Freitag, 25. Januar 2019

Meg Wolitzer - Die Ehefrau





Verlag: Dumont
Seiten: 272
Erschienen: 21. Oktober 2016
Preis 11 Euro (Taschenbuch)






Joan und Joe Castleman scheinen wie das Vorzeigeehepaar aus einer längst vergangenen Zeit. Seit scheinbar Ewigkeiten verheiratet ist er der erfolgreiche Schriftsteller und sie die treu-und fürsorgliche Ehefrau, die immer an der Seite ihres Mannes steht und natürlich auch in einer, zwar nicht handelnden aber doch präsenten Art und Weise an dem beruflichen Erfolg von Joe beteiligt ist.
Ihr Glück scheint den Höhepunkt zu erreichen, als Joe erfährt, dass er den Helsinki-Preis gewonnen hat, ein renommierter und überdies hoch datierter finnischer Literaturpreis. Gemeinsam mit Joan macht sich Joe auf den Weg nach Finnland, um den Preis entgegen zu nehmen und natürlich auch eine Rede zu halten. Auf dem langen Flug in die finnische Hauptstadt beginnt Joan damit ihre bisherige Ehe mit Joe Revue passieren zu lassen. Aus einem anfänglichen Blick in die Vergangenheit wird schnell ein immer mehr zerbröckelndes Bild einer Ehe, die den Großteil ihrer Zeit vor allem eines getan hat: den Schein zu wahren. Joan zeichnet mit sich selbst das Bild einer Ehefrau, die immer nur zurückgesteckt hat und für das Wohl ihres Mannes und in einem Flugzeug hoch über den Atlantik trifft Joan eine folgenreiche Entscheidung...

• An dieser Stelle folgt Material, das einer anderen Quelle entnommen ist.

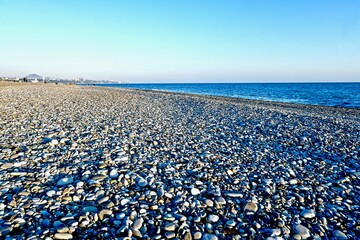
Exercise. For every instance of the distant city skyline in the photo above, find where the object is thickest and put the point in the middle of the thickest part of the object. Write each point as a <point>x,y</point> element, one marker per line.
<point>182,41</point>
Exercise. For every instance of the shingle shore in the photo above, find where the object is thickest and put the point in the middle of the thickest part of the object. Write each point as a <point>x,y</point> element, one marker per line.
<point>102,163</point>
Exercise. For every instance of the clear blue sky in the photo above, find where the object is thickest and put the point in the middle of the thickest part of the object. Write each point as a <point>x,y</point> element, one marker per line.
<point>182,40</point>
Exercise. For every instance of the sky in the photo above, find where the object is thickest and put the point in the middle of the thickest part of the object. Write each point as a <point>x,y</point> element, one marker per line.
<point>182,40</point>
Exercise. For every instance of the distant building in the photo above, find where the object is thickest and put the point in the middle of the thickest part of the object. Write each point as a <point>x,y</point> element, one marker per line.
<point>34,78</point>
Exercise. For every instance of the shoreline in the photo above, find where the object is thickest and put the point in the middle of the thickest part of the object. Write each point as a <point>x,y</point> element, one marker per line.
<point>103,163</point>
<point>349,112</point>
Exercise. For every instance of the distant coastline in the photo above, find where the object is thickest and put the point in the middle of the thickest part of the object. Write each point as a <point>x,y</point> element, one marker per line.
<point>332,94</point>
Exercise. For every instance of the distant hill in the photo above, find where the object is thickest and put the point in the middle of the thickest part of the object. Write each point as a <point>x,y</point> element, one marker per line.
<point>34,76</point>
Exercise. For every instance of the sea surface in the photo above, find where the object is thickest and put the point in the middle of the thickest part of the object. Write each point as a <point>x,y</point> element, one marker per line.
<point>327,94</point>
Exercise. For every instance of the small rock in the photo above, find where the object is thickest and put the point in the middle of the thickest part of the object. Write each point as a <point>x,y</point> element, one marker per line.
<point>251,206</point>
<point>195,191</point>
<point>104,212</point>
<point>208,236</point>
<point>5,230</point>
<point>138,223</point>
<point>63,236</point>
<point>142,182</point>
<point>64,181</point>
<point>301,230</point>
<point>197,235</point>
<point>213,218</point>
<point>170,227</point>
<point>339,235</point>
<point>308,213</point>
<point>7,165</point>
<point>114,174</point>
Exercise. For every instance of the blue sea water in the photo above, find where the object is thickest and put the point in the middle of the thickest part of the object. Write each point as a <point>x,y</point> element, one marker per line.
<point>327,94</point>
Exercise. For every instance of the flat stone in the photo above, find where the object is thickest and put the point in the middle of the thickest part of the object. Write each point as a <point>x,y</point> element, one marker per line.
<point>308,213</point>
<point>124,201</point>
<point>195,191</point>
<point>213,218</point>
<point>233,194</point>
<point>5,230</point>
<point>7,165</point>
<point>104,212</point>
<point>170,227</point>
<point>197,235</point>
<point>138,223</point>
<point>339,235</point>
<point>251,206</point>
<point>63,236</point>
<point>208,236</point>
<point>64,181</point>
<point>170,235</point>
<point>303,231</point>
<point>142,182</point>
<point>209,203</point>
<point>89,209</point>
<point>114,174</point>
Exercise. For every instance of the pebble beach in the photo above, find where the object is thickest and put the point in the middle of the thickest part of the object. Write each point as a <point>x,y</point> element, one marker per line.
<point>80,162</point>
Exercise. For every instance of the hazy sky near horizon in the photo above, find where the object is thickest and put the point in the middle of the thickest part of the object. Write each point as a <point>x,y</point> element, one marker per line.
<point>187,40</point>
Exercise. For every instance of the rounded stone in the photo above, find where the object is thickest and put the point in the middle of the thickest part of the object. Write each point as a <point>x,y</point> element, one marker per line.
<point>339,235</point>
<point>195,191</point>
<point>63,236</point>
<point>301,230</point>
<point>251,207</point>
<point>65,181</point>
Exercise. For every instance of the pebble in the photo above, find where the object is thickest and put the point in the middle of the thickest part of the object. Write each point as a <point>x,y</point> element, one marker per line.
<point>339,235</point>
<point>301,230</point>
<point>5,230</point>
<point>208,236</point>
<point>63,236</point>
<point>64,181</point>
<point>86,163</point>
<point>195,191</point>
<point>251,206</point>
<point>7,166</point>
<point>138,223</point>
<point>308,213</point>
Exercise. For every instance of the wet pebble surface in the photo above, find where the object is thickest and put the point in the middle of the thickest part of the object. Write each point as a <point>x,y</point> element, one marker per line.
<point>98,163</point>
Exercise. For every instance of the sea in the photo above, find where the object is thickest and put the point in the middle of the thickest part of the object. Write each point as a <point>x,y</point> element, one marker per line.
<point>326,94</point>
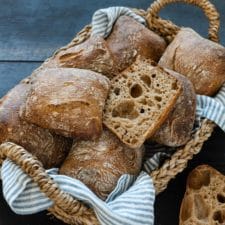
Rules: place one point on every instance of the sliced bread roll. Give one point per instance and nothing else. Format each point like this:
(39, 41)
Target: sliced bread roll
(204, 199)
(139, 101)
(177, 128)
(100, 163)
(67, 101)
(201, 60)
(49, 148)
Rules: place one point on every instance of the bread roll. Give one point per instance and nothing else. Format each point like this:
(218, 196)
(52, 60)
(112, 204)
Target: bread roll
(201, 60)
(117, 52)
(100, 163)
(93, 54)
(204, 199)
(130, 39)
(49, 148)
(177, 128)
(139, 101)
(67, 101)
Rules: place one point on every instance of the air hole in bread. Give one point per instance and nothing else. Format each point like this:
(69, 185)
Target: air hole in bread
(146, 79)
(150, 103)
(219, 216)
(199, 179)
(125, 109)
(220, 198)
(143, 101)
(134, 140)
(174, 86)
(158, 91)
(142, 111)
(136, 91)
(158, 98)
(117, 91)
(116, 126)
(201, 209)
(187, 208)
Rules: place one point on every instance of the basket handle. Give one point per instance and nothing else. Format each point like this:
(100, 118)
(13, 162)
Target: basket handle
(72, 210)
(168, 30)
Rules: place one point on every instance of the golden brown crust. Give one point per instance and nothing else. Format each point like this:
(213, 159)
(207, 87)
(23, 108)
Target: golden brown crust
(100, 163)
(177, 128)
(201, 60)
(93, 54)
(204, 199)
(67, 101)
(49, 148)
(127, 42)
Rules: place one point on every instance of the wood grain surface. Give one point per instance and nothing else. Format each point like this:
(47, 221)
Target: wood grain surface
(30, 31)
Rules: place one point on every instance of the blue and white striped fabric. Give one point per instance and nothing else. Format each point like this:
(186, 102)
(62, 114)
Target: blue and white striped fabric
(131, 202)
(212, 108)
(103, 19)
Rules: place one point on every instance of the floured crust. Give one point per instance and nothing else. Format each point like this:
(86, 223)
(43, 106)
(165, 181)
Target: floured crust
(176, 130)
(127, 42)
(93, 54)
(49, 148)
(201, 60)
(67, 101)
(204, 199)
(139, 101)
(100, 163)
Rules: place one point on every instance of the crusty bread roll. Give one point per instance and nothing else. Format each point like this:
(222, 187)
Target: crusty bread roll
(177, 128)
(49, 148)
(130, 39)
(67, 101)
(117, 52)
(201, 60)
(139, 101)
(100, 163)
(93, 54)
(203, 202)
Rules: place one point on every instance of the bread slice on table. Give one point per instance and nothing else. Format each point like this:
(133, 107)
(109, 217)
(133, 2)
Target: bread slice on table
(139, 101)
(93, 54)
(201, 60)
(130, 38)
(204, 199)
(67, 101)
(177, 128)
(49, 148)
(100, 163)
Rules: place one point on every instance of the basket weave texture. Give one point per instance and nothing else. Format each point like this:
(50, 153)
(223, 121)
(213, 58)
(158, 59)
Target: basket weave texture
(70, 210)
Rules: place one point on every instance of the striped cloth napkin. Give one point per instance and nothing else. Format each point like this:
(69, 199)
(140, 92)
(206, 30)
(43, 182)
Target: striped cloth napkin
(132, 201)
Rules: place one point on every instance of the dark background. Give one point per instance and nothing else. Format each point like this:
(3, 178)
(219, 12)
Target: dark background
(30, 31)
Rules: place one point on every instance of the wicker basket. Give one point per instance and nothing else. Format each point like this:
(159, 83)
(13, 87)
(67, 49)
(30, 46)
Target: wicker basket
(65, 206)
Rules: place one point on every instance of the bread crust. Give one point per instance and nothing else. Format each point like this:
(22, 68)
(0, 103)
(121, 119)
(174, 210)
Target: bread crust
(204, 199)
(176, 130)
(49, 148)
(139, 101)
(67, 101)
(201, 60)
(93, 54)
(100, 163)
(127, 42)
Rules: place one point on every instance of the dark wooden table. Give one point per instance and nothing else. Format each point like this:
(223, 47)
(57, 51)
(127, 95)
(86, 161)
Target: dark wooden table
(30, 31)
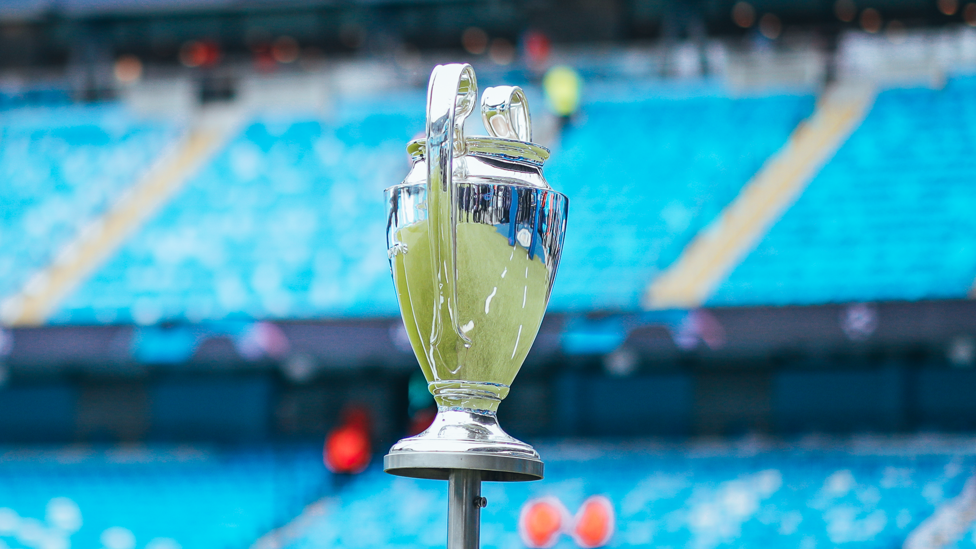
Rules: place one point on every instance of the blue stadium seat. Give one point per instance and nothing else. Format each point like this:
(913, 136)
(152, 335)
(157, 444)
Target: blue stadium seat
(706, 497)
(60, 167)
(890, 217)
(645, 172)
(164, 497)
(287, 222)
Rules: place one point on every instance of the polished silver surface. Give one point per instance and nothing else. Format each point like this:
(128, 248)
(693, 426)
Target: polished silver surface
(464, 509)
(438, 466)
(505, 112)
(475, 234)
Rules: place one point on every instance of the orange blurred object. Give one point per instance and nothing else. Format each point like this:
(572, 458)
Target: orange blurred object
(421, 421)
(537, 48)
(347, 448)
(541, 521)
(200, 53)
(595, 522)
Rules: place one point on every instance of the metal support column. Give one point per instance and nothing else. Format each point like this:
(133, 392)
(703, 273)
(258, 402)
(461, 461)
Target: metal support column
(464, 509)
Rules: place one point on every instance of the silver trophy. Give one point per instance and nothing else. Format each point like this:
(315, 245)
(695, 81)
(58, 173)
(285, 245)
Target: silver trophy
(474, 237)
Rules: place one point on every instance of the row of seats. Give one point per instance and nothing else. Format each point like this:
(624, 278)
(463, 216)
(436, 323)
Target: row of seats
(155, 497)
(707, 497)
(645, 172)
(890, 217)
(288, 221)
(60, 168)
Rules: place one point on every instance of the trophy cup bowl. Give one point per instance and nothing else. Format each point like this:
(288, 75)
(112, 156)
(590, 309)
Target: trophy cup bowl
(474, 238)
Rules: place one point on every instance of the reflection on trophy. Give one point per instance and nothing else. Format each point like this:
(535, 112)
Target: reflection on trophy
(475, 234)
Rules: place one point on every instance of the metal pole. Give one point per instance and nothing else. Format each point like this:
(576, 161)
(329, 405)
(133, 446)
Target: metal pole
(464, 509)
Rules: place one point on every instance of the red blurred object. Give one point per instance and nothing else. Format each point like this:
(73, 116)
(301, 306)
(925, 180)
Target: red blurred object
(421, 421)
(347, 448)
(541, 521)
(200, 53)
(537, 48)
(595, 522)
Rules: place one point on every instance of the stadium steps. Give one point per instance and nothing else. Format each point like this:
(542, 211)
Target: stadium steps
(96, 242)
(719, 247)
(948, 523)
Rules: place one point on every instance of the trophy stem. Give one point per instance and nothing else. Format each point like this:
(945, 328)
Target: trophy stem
(464, 509)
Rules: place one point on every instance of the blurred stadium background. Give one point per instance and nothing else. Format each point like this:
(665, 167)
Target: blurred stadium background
(761, 335)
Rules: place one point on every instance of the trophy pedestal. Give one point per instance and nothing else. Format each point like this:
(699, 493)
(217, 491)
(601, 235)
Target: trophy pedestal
(473, 448)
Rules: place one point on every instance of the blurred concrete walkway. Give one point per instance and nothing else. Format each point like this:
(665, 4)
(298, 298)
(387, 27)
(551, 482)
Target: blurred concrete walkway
(725, 242)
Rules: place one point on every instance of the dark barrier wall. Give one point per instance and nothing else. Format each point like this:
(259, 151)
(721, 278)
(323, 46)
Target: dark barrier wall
(600, 406)
(211, 408)
(38, 413)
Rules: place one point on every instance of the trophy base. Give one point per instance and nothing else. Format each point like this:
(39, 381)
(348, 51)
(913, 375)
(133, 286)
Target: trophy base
(467, 440)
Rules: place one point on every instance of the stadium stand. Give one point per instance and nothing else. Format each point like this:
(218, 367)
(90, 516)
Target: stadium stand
(888, 218)
(152, 497)
(815, 494)
(286, 222)
(61, 167)
(261, 247)
(646, 170)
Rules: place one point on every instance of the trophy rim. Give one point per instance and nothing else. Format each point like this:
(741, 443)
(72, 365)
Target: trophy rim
(404, 185)
(438, 465)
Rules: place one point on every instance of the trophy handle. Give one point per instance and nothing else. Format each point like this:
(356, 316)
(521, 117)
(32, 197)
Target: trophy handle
(505, 112)
(451, 96)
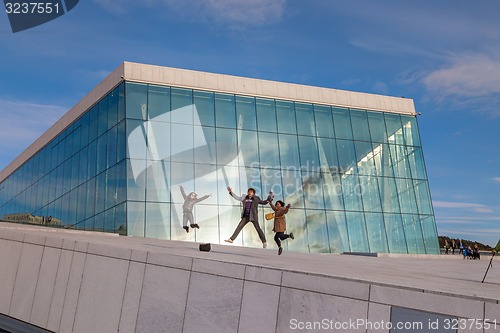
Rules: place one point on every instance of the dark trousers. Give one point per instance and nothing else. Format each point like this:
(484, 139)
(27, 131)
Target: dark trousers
(279, 236)
(243, 222)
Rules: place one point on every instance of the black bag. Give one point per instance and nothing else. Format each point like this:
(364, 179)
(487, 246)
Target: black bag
(205, 247)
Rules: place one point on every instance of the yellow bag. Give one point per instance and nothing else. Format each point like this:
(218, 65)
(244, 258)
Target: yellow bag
(269, 216)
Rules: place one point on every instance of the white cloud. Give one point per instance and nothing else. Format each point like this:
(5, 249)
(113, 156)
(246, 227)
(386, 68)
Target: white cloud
(478, 208)
(469, 75)
(246, 12)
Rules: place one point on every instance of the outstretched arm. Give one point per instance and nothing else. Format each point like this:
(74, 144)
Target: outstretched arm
(182, 191)
(203, 198)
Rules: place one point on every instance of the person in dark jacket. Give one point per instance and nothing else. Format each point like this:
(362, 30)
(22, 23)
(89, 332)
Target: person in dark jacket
(187, 208)
(250, 213)
(280, 223)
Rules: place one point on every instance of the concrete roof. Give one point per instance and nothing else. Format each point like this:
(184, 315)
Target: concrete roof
(448, 275)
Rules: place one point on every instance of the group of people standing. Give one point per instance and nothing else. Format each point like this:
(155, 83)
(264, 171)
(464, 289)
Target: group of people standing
(250, 203)
(468, 252)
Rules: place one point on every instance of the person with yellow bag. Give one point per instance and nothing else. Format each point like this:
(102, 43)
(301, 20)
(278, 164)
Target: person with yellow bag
(279, 223)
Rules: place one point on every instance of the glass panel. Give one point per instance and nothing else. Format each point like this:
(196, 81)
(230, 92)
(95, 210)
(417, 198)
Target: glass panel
(92, 159)
(308, 148)
(337, 231)
(158, 220)
(306, 124)
(317, 231)
(228, 176)
(109, 220)
(182, 107)
(245, 113)
(430, 234)
(324, 121)
(158, 103)
(424, 203)
(112, 146)
(342, 123)
(410, 129)
(136, 179)
(121, 103)
(376, 232)
(413, 233)
(182, 143)
(364, 156)
(112, 108)
(103, 116)
(296, 223)
(406, 195)
(370, 194)
(121, 219)
(266, 114)
(359, 122)
(377, 127)
(102, 150)
(389, 195)
(205, 144)
(289, 151)
(269, 152)
(225, 111)
(286, 117)
(120, 142)
(395, 233)
(136, 100)
(157, 187)
(358, 240)
(227, 152)
(347, 157)
(206, 216)
(416, 161)
(135, 218)
(394, 128)
(401, 167)
(205, 183)
(352, 193)
(100, 192)
(292, 188)
(312, 187)
(204, 102)
(249, 152)
(136, 139)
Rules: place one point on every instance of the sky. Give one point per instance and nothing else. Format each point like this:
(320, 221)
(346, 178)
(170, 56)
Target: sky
(445, 55)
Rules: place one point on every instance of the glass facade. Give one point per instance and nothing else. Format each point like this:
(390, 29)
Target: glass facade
(355, 178)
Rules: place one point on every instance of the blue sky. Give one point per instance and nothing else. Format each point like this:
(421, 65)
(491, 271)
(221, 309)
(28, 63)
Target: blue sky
(443, 54)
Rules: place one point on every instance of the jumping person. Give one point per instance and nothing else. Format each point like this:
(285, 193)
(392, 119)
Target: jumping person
(280, 223)
(250, 204)
(187, 208)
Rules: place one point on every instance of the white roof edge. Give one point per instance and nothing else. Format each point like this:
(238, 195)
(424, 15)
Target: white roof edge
(185, 78)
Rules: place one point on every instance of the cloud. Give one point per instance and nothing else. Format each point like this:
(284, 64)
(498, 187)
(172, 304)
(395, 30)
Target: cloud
(250, 12)
(478, 208)
(468, 75)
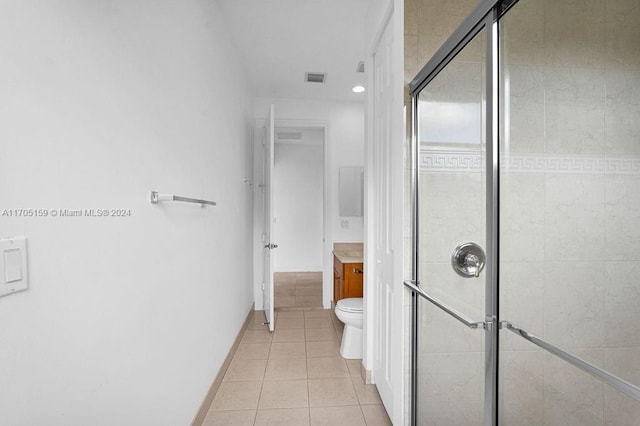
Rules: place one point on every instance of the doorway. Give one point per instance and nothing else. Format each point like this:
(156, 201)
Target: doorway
(298, 191)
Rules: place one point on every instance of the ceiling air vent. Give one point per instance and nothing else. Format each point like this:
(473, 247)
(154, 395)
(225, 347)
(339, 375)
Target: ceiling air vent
(315, 77)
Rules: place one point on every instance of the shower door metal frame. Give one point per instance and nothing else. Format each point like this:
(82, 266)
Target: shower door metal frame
(485, 16)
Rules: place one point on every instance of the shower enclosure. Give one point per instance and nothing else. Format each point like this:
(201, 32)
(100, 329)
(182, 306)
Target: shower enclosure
(526, 253)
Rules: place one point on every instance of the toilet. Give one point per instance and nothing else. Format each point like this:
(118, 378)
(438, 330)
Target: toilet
(349, 311)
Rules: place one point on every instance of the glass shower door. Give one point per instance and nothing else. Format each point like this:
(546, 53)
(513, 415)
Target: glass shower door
(451, 213)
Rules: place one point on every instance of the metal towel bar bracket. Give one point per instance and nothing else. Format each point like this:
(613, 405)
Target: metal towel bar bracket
(413, 285)
(156, 197)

Es ist immer wieder eine Bereicherung mitzuerleben, wenn es eine Autorin oder ein Autor schafft auf verhältnismäßig wenigen Seiten eine großartige, beeindruckende und intensive Geschichte zu erzählen. Meg Wolitzer ist das mit "Die Ehefrau" gelungen. Auf fast schon nüchterne Art und Weise lernen wir Leser Joan kennen, die die Reise zum wohl größten beruflichen Erfolg ihres Ehemannes nutzt, um ein genauso nüchternes Fazit der gemeinsamen Ehejahre zu ziehen. Dabei beschreibt sie einen gut aussehenden und ehrgeizigen College-Professor und sich selbst als introvertierte Studentin, die noch nicht wirklich viel von der Welt gesehen hat und sich gleich bei der ersten Seminar Sitzung in Joe verliebt. Joe, der zu diesem Zeitpunkt bereits verheiratet und Vater einer Tochter war, erwidert die Avancen seiner Studentin mit anfangs nur ausholenden Komplimenten zu ihren schriftstellerischen Arbeiten, und dann schnell mit dem Beginn einer stürmischen Affäre. Die beiden ziehen nach New York und üben sich darin Joes Schriftsteller Karriere den nötigen Antrieb zu verleihen. Und bereits zu diesem frühen Zeitpunkt ihrer Beziehung beginnt Joan zurückzustecken, sich selbst auf eine weniger wertvolle Position zu setzen, als ihren Ehemann. Rückblickend erzählt versinkt sie dabei zu keinem Zeitpunkt in Selbstmitleid, sondern präsentiert sich als eine kluge Frau voller Persönlichkeit, die das Leben weit von einem ihr vorgesehenen Weg weggetrieben hat. Gerade in der Anfangszeit in der Beziehung zwischen Joan und Joe bekommt man den Eindruck, als versuche Joan ihre eigene persönliche Lebenssituation immer wieder als ein nicht erwartetes Abenteuer zu sehen und das Beste aus der Angelegenheit zu machen.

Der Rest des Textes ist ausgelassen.